The U.S. Food and Drug Administration (FDA) has requested that Novavax complete an additional clinical trial for its COVID-19 vaccine, NVX-CoV2601, before the agency will consider granting full approval. This development comes as a significant setback for the biotech company, which had been anticipating approval after receiving emergency use authorization (EUA) for its original vaccine formulation in 2022.
The FDA's request follows a missed Prescription Drug User Fee Act (PDUFA) date of April 1, after which Novavax received communication asking for a postmarketing commitment (PMC) to generate additional clinical data. The company had expressed confidence that its Biologics License Application (BLA) was approvable based on previous conversations with regulators.
Regulatory Complications and Political Context
According to reports from the Wall Street Journal, newly appointed members of the Department of Health and Human Services (HHS) may have intervened in the approval process. HHS Secretary Robert Kennedy Jr. attributed the delay to the vaccine's composition in a recent CBS interview.

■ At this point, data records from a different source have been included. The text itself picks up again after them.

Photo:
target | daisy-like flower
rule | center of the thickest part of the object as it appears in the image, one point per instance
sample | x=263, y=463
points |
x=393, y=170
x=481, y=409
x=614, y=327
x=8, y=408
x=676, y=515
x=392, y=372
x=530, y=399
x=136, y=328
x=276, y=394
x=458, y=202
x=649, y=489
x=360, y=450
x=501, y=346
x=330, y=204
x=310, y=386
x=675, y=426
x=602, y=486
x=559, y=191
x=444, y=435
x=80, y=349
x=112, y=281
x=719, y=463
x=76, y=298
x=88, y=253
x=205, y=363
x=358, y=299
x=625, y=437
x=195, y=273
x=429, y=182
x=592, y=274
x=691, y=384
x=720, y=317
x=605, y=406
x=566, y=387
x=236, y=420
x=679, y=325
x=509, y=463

While the FDA's request for new data does allow Novavax to negotiate for a potentially smaller and less expensive study, the additional requirements represent both a financial and strategic challenge for the company, which has been working to achieve parity with other fully approved COVID-19 vaccines on the market.
Promising Clinical Data for Updated Vaccine
Despite this regulatory hurdle, interim results from a phase 2/3 study of NVX-CoV2601 demonstrated significant improvements in immune response compared to the original formulation. The study, conducted between September 2023 and January 2024, evaluated the updated vaccine based on the Omicron XBB.1.5 variant.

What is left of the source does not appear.